I can't believe that the Government would entertain the idea of the dumping of nuclear waste here or anywhere in Australia!! They don't even consider building a nuclear power plant. Then they want dump highly hazardous waste for profit. Let these big corporations whom have profited from the use come up with a better way of disposing it... Nothing good comes from dumping waste such as this in our CLEAN ground..
We're meant to be getting greener aren't we!!
Get to know nuclear REALLY! When really all your saying is lets profit from burying everyone else's waste here. Do we throw our TRASH away in other countries? And would they say ok if we asked? I don't won't my kids and their futures having to worry about such a problem that shouldn't be considered! Tell them to use all those potential billions to dispose of it better !!

tom mccarthur

29 Aug 2016

All the Govt info on earnings is really sketchy. The wording is such as There could be potential earnings of 445 billion over 70 years which amounts to a little over 6 billion a year. Those two words "could" and "potential" are disclaimers really so there is no guarantee. Just how big a number would 6 billion be in 30 to 50 years ,a pittance I would say. 600 full time jobs? Doing What? Wages would have to be in the vicinity of 40 million a year. The Govt has not put any info out about what the plans are if there is spillage or an accident. If there is supposed to be open debate then it is the Govt duty of care to inform us of plans if things go pear shaped. I would have to come to the conclusion that if there is no info out there for what to do in the not so unlikely chance of spillage then the Govt has no plan or they don't want us to think about it.

Mark Lambert

27 Aug 2016

Yes...if it is "so safe" then why is the world prepared to spend a fortune on burying it somewhere other than their own backyards. Disgraceful that our greedy government would even contemplate such a potentially devastating thing as this just for money(greed). The economic state of our country is in no way, shape or form, so dire that it needs to resort to these low levels just for money. There is no moral reason for them to be doing this. Shame on our government!!!

Manuv Suri

21 Aug 2016

This is a short sighted attempt by government to earn easy cash as they have missed out on royalties from mining like some of the other states. Any minor incident will have a devastating long term impact well beyond the short electrol cycles and we will will have to pay pretty much forever.

Christopher Huckel

18 Aug 2016

Scroll down and read Ben Duffield's honest appraisal of the government. After reading his post I would suggest contacting your local member of government about stopping this insane proposal it will have more of an impact than this forum.

Steven McColl

17 Aug 2016

SYSTEM ACCIDENT
Source: Wikipedia, 'Probability and Risk', AS4360.

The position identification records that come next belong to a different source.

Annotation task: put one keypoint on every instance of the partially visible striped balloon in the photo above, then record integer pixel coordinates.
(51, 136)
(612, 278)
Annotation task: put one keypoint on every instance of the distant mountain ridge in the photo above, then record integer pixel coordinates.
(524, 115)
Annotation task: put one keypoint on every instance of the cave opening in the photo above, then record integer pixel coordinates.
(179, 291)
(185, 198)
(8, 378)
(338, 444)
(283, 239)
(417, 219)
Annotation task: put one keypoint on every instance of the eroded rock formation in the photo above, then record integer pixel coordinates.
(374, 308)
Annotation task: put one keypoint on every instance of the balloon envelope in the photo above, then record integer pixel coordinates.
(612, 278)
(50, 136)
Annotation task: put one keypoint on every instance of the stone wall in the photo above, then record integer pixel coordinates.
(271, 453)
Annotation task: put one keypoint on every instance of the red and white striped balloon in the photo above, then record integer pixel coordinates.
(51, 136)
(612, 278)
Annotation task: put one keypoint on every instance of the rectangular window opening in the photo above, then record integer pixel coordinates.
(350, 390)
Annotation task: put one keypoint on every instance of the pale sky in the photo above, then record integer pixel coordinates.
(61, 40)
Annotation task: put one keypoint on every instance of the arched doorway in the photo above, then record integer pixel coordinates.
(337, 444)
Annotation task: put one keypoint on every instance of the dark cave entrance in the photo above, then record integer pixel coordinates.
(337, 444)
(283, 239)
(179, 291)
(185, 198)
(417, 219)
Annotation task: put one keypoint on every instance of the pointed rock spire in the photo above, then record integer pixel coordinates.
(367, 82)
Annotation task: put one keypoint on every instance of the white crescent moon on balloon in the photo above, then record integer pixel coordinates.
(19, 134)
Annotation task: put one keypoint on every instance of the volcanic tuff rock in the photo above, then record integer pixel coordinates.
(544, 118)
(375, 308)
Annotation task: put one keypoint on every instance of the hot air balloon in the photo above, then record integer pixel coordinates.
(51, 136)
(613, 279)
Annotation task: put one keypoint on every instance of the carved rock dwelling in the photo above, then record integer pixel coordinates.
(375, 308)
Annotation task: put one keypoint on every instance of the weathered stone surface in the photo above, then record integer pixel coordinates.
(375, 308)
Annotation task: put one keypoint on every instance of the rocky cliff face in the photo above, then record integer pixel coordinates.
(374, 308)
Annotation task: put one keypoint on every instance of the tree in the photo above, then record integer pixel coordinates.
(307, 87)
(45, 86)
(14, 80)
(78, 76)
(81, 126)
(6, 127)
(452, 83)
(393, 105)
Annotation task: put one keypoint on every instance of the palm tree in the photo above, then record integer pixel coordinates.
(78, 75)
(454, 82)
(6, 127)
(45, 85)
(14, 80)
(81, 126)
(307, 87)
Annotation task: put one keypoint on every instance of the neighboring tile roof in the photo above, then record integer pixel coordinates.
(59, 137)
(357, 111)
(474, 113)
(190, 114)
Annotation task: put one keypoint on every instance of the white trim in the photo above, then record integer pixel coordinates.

A system accident is an "unanticipated interaction of multiple failures" in a complex system.
The complexity can either be technological or organizational (or both).

A system accident can be very easy to see in hindsight, but difficult to see in foresight. Because ahead of time, there may be to many possible action pathways to seriously consider them all.

[These accidents often resemble devices in the way that small errors of judgment, flaws in technology, and insignificant damages combine to form an emergent disaster].

System accidents were described in 1984 by Charles Perrow.
Charles Perrow is an emeritus professor of sociology at Yale University. Charles is the author of several books.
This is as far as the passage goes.